La ricerca si è basata sul presupposto che una iniziativa del genere potesse aumentare la consapevolezza della malattia renale nell’ambito delle cure primarie. Infatti, la diagnosi è molto semplice, è sufficiente far eseguire al paziente un esame del sangue per misurare la creatinina, sulla base del quale si calcola l’eGFR che valuta la funzione del rene, e un esame delle urine per misurare l’ACR che è un marcatore del danno renale dovuto per esempio al diabete.

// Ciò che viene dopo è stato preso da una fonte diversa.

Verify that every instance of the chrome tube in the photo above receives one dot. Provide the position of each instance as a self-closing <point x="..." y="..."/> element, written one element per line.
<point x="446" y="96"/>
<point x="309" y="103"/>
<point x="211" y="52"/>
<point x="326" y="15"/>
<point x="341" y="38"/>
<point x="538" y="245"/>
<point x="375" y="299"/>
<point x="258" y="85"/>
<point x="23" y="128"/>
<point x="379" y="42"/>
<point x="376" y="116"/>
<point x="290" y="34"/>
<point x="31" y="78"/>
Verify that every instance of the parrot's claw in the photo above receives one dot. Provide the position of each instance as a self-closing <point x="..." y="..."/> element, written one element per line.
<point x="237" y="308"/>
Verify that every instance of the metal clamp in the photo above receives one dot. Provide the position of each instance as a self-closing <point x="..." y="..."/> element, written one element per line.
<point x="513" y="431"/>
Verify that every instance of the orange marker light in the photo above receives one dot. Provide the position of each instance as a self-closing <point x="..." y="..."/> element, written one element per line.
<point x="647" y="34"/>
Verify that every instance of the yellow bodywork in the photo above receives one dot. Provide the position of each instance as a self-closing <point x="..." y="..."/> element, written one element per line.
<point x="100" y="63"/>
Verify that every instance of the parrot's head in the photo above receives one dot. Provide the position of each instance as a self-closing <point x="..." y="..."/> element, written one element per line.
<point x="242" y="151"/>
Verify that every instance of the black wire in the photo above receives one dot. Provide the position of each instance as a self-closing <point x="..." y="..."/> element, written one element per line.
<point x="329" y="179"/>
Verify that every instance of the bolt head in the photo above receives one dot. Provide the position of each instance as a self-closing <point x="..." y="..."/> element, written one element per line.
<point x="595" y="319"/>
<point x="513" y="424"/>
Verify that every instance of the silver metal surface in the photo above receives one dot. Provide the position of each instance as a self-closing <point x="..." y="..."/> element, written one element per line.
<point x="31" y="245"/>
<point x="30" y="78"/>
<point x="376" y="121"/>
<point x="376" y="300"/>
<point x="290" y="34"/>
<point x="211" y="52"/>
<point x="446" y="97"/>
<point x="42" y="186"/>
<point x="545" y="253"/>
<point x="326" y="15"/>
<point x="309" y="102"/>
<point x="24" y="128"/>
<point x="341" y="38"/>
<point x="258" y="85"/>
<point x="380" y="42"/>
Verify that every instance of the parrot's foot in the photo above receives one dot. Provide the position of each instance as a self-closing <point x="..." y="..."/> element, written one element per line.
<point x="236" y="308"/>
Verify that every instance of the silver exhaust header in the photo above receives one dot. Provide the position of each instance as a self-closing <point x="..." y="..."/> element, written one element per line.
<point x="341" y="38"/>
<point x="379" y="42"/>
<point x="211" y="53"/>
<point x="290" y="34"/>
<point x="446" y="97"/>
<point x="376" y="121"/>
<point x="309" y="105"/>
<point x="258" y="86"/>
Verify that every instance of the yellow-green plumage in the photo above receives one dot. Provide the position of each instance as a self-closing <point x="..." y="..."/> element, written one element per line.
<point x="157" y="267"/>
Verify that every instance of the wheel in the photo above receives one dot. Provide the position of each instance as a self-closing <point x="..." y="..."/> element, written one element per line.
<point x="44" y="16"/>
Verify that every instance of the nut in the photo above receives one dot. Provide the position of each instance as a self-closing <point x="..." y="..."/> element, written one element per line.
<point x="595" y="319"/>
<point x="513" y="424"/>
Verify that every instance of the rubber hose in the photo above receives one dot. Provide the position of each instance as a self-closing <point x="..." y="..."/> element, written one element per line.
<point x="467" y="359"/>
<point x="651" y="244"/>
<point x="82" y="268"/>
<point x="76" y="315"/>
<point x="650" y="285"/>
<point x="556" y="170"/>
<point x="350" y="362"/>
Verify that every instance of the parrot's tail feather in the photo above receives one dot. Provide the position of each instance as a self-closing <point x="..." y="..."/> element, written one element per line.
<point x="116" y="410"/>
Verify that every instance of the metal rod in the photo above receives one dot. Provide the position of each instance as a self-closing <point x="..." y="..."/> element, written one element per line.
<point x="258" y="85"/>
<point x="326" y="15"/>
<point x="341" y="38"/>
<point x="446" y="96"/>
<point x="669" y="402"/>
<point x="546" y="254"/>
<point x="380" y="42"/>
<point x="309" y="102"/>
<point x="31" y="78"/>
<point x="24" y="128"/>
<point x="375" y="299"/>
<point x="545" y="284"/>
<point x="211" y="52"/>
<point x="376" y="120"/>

Dai risultati dello studio è emerso un incremento nella prescrizione delle analisi della creatinina e dell’ACR in tutti i pazienti rispettivamente del 43% e 121% e soprattutto in quelli più a rischio, ovvero i diabetici, gli ipertesi e cardiopatici. Questo ha permesso di individuare pazienti con insufficienza renale precedentemente non diagnosticati e da affidare alle cure dello specialista nefrologo per evitare che peggiorassero nel tempo fino alla dialisi. Si conferma, dunque, che grazie alla stretta collaborazione tra nefrologo e medico di medicina generale la diagnosi precoce è possibile. Due semplici esami permettono allo specialista di mettere in atto le cure più opportune, a vantaggio del paziente ma anche del Sistema sanitario nazionale.